Стольников догадывался, что «мужской лимонад» организован не случайно. Начальник финансового отдела — может быть, после утреннего разговора с Зябликовой о восьми незаконных премиях, а может, после поездки Павла в пароходство — пытается своевременно «отреагировать», пригасить энтузиазм ревизоров, а возможно, и что-то вынюхать, поживиться информацией. Но Михайленко оказался не настолько прямолинейным, как можно было ожидать от этого «рубахи-парня», такая маска искусно обманывала простодушных, и он умел, видимо, этим пользоваться. Во всяком случае, служебные дела и разговоры были на время отставлены, Михайленко просто пил пиво, рассказывал анекдоты, заливался жизнерадостным смехом, будто не его деятельность ревизовали, а сам он был полноправным членом комиссии, равный среди равных. Павел уже давно ответил себе на вопрос, как возможно такое равенство. Несмотря на звучную «фирму» министерства, у ревизоров был фактически инструктивно-совещательный голос, как он сформулировал это для себя, в то время как у любого местного начфо — вся полнота исполнительской власти, прямое участие в распределении кредитов. И с этим приходилось считаться. Поражало другое: глядя на Михайленко сейчас, никому не пришло бы в голову, что этот человек хоть чем-то озабочен.

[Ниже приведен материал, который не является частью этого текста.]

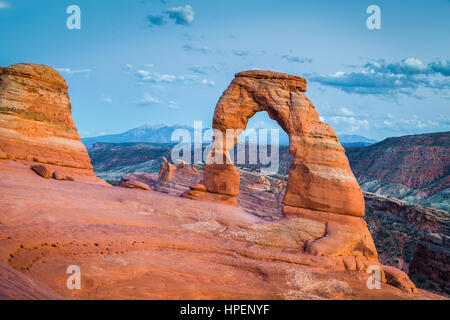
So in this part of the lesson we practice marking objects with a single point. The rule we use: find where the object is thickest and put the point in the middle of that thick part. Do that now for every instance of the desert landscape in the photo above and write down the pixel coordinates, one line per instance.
(224, 159)
(170, 235)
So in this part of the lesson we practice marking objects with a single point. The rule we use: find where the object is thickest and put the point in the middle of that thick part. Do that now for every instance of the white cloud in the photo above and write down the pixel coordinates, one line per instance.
(296, 59)
(204, 69)
(380, 77)
(70, 71)
(156, 77)
(182, 15)
(4, 5)
(106, 99)
(149, 100)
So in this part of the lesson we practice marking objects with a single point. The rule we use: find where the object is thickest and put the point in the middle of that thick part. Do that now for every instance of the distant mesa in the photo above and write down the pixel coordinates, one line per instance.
(162, 134)
(36, 124)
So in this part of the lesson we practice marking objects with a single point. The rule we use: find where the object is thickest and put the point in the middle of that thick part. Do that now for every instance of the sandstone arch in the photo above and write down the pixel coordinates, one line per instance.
(320, 177)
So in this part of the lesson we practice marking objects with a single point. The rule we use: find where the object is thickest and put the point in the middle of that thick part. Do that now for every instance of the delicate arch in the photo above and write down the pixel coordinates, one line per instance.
(320, 177)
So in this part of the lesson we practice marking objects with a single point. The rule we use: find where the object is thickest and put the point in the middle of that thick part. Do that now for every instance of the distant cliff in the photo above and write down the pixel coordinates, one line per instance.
(414, 168)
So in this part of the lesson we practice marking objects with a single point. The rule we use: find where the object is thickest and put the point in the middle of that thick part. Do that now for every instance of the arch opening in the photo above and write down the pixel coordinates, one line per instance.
(319, 178)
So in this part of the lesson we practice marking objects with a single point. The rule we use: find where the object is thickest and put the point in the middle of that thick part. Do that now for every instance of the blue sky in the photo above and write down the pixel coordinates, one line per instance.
(141, 62)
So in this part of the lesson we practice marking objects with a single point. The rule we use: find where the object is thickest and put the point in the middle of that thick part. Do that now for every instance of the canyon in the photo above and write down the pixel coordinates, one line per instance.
(156, 244)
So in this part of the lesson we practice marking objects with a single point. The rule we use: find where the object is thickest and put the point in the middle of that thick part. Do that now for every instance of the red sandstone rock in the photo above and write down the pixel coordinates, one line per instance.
(35, 118)
(42, 170)
(399, 279)
(198, 187)
(17, 286)
(136, 185)
(320, 176)
(57, 175)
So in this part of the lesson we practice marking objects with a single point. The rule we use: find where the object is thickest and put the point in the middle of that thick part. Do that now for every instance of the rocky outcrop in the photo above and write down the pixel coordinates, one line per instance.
(36, 122)
(320, 187)
(14, 285)
(42, 170)
(414, 168)
(132, 184)
(166, 171)
(319, 178)
(413, 238)
(131, 244)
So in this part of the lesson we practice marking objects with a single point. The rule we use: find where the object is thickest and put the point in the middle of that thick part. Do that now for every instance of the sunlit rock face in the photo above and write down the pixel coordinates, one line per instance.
(35, 117)
(320, 177)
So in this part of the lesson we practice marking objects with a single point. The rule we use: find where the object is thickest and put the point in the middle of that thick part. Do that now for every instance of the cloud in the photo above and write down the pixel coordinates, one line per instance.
(346, 112)
(296, 59)
(384, 78)
(240, 53)
(149, 100)
(182, 15)
(204, 69)
(353, 124)
(106, 99)
(156, 20)
(70, 72)
(4, 5)
(159, 78)
(201, 49)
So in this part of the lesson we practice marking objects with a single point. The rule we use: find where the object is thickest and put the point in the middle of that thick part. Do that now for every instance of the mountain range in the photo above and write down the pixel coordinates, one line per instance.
(162, 134)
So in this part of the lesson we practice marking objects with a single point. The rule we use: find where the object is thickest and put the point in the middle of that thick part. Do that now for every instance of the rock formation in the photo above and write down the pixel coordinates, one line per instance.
(320, 177)
(166, 171)
(36, 122)
(132, 184)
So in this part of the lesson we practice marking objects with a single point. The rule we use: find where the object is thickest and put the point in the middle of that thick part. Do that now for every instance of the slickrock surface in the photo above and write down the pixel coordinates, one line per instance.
(149, 245)
(36, 122)
(17, 286)
(320, 177)
(414, 168)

— А хорошие у нас ребята в пароходстве, правда, Васильич? Ведь этот Сухарев — наш ставленник. Как он, все вопросы порешал?

— Четко, оперативно, по-морфлотовски, — подтвердил Павел.

— От прогулки не отказывайтесь. А то Герасимович что-то пугливый, в театр он может поехать, только лично заплатив за билет, пива нашего не пьет, комиссию замордовал работой так, что девчонки и в магазин сбегать не могут. Нет, ребята, не обижайте, если мы что предлагаем, так это от чистого сердца. Ведь когда нам жить? — в рабочее время, потому что у нас ненормированный рабочий день. Я вот с космонавтами этими неделю дома не был — верите? Будто в командировке жил. А зачем домой ехать на два-три часа? Тут же в штабном номере перекемаришь — и с утра раньше всех на боевом посту!

— Семья и не видит совсем, — невинно поддакнул Стольников, вызывая начфо на проникновенную исповедь.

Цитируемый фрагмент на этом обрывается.